Admittedly, I have been very bad about updating this thing. But it’s not really all me.
The field of mental health is not immune to the downturn in the economy. For the past year, I have been searching for employment after graduation with only mild success, keeping in mind the extra hours put in, networking, and taking all the advice that experts give on finding a job when there are no jobs to be found. However, I’ve noticed the problem I am having isn’t quite that there are no jobs – there aren’t enough.
My chosen field is one that expands in time of turmoil and difficulty. However, at the same time, money can be hard to come by, and private practices can shut down as well as donations given to non-profits can make the job market hard for the unlicensed and somewhat inexperienced. Cue the old adage of the vicious cycle of not being able to get experience if you don’t have experience.
As I mentioned, I have only had some mild success. I was employed for a short time at a local agency in a job that required my advanced degree, but for the most part did not allow me to use it. What the job boiled down to was being a glorified call center and data entry person. While the agency itself was not a horrible place to work and the pay was very good for the amount of work, I felt quite stifled and with my history of overworking – unchallenged. So, I ultimately had to say goodbye to the job, mutually between my employer and I.
In the meantime, I have been working on my more long-term goal of getting my foot into Health Psychology and working with cancer patients in the long term. Currently, I volunteer in hospice working with two patients with Alzheimer’s. Often, the people around me – both personally and professionally – applaud my volunteer work, and follow up their admiration with claims of how it must be difficult. For me though, it is not.
Since my last birthday, where I became 25, the quarter-life point where some type of crisis occurs – I have taken this new found foray into life as a chance to expand my mind with the study of Buddhism and taking time to enjoy life. Part of this has been learning that death is a natural consequence of life. As a volunteer, even if my patients forget who I am every few minutes, I know that it helps to have someone there. Their smiles have helped me more than anyone can ever know.
Personally, things have been hard on me being mostly jobless. Keeping in mind that I have been working many skilled positions while going through school since I was 15 years old, suddenly having very little to do while having the direction and determination to do something can be heartbreaking. But I am not the only one.
I keep in touch with several of my fellow graduates and have found many of them needed to leave the Portland, OR area in order to find work.

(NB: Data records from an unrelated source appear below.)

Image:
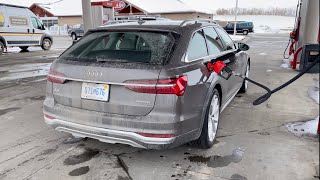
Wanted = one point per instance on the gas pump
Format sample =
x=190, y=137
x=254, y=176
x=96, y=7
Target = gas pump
x=220, y=68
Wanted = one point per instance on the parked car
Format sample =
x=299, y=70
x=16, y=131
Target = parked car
x=76, y=31
x=145, y=84
x=242, y=27
x=19, y=27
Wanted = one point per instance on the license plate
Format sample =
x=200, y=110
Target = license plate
x=93, y=91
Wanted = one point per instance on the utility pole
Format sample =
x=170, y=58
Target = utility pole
x=309, y=28
x=87, y=20
x=235, y=19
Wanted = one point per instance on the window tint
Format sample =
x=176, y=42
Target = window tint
x=122, y=47
x=213, y=41
x=226, y=39
x=197, y=47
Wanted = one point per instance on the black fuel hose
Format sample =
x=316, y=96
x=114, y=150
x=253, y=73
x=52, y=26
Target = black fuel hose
x=265, y=97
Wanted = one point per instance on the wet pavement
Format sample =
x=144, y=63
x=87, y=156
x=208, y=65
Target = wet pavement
x=253, y=142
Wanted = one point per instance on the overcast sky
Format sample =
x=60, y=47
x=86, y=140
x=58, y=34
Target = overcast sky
x=207, y=4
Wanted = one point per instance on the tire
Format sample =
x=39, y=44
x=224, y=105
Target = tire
x=1, y=47
x=46, y=44
x=74, y=36
x=210, y=124
x=244, y=86
x=24, y=48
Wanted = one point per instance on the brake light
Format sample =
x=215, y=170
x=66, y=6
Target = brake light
x=175, y=86
x=56, y=77
x=157, y=135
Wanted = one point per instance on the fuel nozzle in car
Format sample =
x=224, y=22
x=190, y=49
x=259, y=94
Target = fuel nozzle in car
x=222, y=70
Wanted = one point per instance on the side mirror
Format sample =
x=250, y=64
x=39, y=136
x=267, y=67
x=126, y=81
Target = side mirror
x=243, y=47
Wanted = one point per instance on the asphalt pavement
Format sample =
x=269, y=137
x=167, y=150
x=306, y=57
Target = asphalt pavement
x=253, y=141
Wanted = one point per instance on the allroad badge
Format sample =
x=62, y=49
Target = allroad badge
x=93, y=73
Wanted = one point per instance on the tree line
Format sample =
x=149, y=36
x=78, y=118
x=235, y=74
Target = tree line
x=258, y=11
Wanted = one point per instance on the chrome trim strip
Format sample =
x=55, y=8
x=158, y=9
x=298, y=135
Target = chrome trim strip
x=112, y=83
x=124, y=135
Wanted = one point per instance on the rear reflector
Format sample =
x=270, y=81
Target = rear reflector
x=175, y=86
x=157, y=135
x=56, y=77
x=49, y=117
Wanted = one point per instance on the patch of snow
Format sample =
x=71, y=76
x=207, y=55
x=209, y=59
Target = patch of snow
x=23, y=71
x=237, y=38
x=308, y=128
x=313, y=92
x=264, y=23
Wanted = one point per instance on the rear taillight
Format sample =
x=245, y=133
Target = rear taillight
x=175, y=86
x=157, y=135
x=56, y=77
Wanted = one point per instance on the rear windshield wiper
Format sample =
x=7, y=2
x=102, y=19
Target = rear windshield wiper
x=105, y=59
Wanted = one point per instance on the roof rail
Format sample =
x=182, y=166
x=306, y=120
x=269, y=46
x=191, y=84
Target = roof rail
x=198, y=20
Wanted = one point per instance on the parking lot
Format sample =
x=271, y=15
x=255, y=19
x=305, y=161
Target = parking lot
x=253, y=141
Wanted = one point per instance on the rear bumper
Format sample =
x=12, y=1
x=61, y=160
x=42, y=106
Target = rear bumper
x=122, y=129
x=108, y=135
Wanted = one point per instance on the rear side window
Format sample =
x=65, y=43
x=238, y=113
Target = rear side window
x=197, y=47
x=226, y=39
x=213, y=41
x=122, y=47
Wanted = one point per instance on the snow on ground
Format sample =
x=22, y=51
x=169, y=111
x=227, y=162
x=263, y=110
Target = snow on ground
x=237, y=38
x=308, y=128
x=313, y=92
x=264, y=23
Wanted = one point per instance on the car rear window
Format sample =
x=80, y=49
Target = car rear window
x=122, y=47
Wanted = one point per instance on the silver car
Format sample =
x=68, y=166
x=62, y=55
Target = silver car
x=145, y=84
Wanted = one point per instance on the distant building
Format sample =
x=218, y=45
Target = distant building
x=55, y=15
x=171, y=9
x=60, y=14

Keeping positive is one of the toughest parts of looking for work right now. Some weeks, I run out of steam, and only half-heartedly look for work, with doubt and sadness waiting for me. But this is not one of those weeks.
Recently, a good friend of mine told me that I should try to make each day the best day ever. However, that is not good enough.
Being somewhat of a geek, my motto with most of my life used to be “There is no try – only DO or DO NOT”, adapted from the Star Wars trilogy. Now is the time to revive that motto, that philosophy and make every day count.
So, this is a call to arms for all of you out there – the professionals, the non-professionals, the ones who want to give up: DON’T GIVE UP. When life gets tough, you call it’s bluff.
Thank you for reading. Live long and prosper!